When a boxer is knocked down and unable to get back up by the count of ten, the bout is declared a knockout. In boxing, a technical knockout (TKO) can be used to end the fight when the referee (and sometimes the ringside physician) determines that a boxer is no longer capable of defending himself, when a boxer has suffered serious injury, or when a boxer and his seconds decide he should not continue. When a bout has gone the prescribed number of rounds and the scoring officials have determined the winner, the bout is said to have ended in a decision. In some cases, a bout can be decided by a draw due to a combination of factors: all three judges awarding identical scores to both contestants results in a draw, as does two of three judges awarding opponents identical scores, regardless of the third judge’s score; further, two of three judges giving the decision to opposing contestants and the third judge’s scorecard being evenly divided between the opponents results in a draw; and finally, two of three judges giving the decision to opposing contestants and the third judge It is declared a “no contest” when a fight comes to an abrupt and inconclusive conclusion, such as when one of the participants is unable to continue due to a cut sustained during an accidental head-to-head collision early in the fight. Another possibility is that a bout will be terminated due to disqualification.
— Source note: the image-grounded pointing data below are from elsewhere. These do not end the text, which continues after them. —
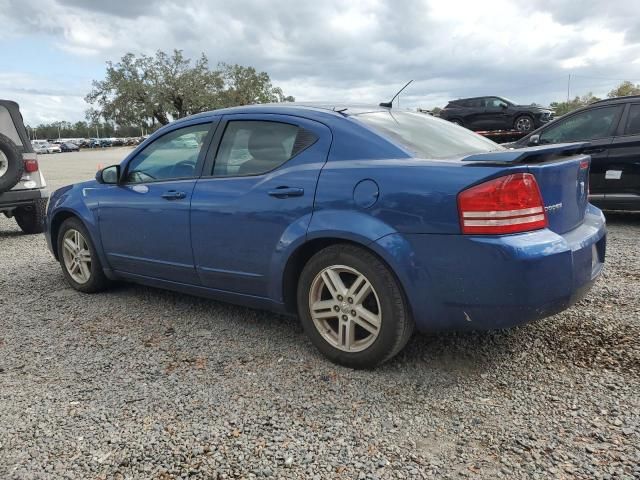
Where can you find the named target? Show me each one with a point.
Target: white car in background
(53, 148)
(40, 148)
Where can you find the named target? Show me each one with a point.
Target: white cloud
(364, 49)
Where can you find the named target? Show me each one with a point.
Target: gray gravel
(142, 383)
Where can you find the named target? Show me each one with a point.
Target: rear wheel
(524, 123)
(352, 307)
(78, 258)
(31, 219)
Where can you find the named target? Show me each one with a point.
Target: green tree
(144, 90)
(561, 108)
(625, 89)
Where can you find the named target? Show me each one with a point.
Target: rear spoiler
(538, 154)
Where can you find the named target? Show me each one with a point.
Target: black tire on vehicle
(11, 164)
(97, 281)
(385, 301)
(523, 123)
(31, 219)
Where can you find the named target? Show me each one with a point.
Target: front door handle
(594, 150)
(173, 195)
(286, 192)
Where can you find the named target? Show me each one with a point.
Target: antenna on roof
(390, 104)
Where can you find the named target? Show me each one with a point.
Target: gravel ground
(142, 383)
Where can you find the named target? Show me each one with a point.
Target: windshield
(427, 136)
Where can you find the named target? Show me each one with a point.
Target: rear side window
(253, 147)
(633, 121)
(588, 125)
(427, 136)
(7, 127)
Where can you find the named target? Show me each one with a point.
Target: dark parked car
(69, 147)
(612, 128)
(23, 192)
(347, 216)
(495, 113)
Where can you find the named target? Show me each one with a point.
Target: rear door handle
(173, 195)
(286, 192)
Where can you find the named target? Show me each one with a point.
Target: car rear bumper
(16, 198)
(616, 201)
(483, 282)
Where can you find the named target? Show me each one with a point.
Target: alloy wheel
(76, 256)
(345, 308)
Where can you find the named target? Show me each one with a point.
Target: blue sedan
(365, 222)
An effective offensive strategy is dependent on the ability to throw punches quickly and strategically in order to penetrate the opponent’s defence and gain control of the fight. Attacking with one’s upraised arms and gloves, bobbing and weaving with one’s head, and bending or twisting one’s head and upper body out of the way of a punch are all examples of defensive tactics in mixed martial arts (MMA). Footwork is important on both the offensive and defensive sides of the ball. Southpaw and orthodox are the two most widely recognised stances in the world. The former has the left hand and the left foot forward, whereas the latter has the right hand and the right foot forward—the foot or hand that is forward is referred to as the lead in this context). Traditional stance boxers are typically right-handed and rely on that hand for power, while using the left hand to jab and hook; the converse is true of southpaw boxers, who are typically left-handed and rely on that hand for power. When in either stance, the lead hand is extended forward in front of the body, and the other hand is held close to the chin for protection. The head and shoulders are hunched together, and the shoulders are tucked into the chest. There are differences between individuals.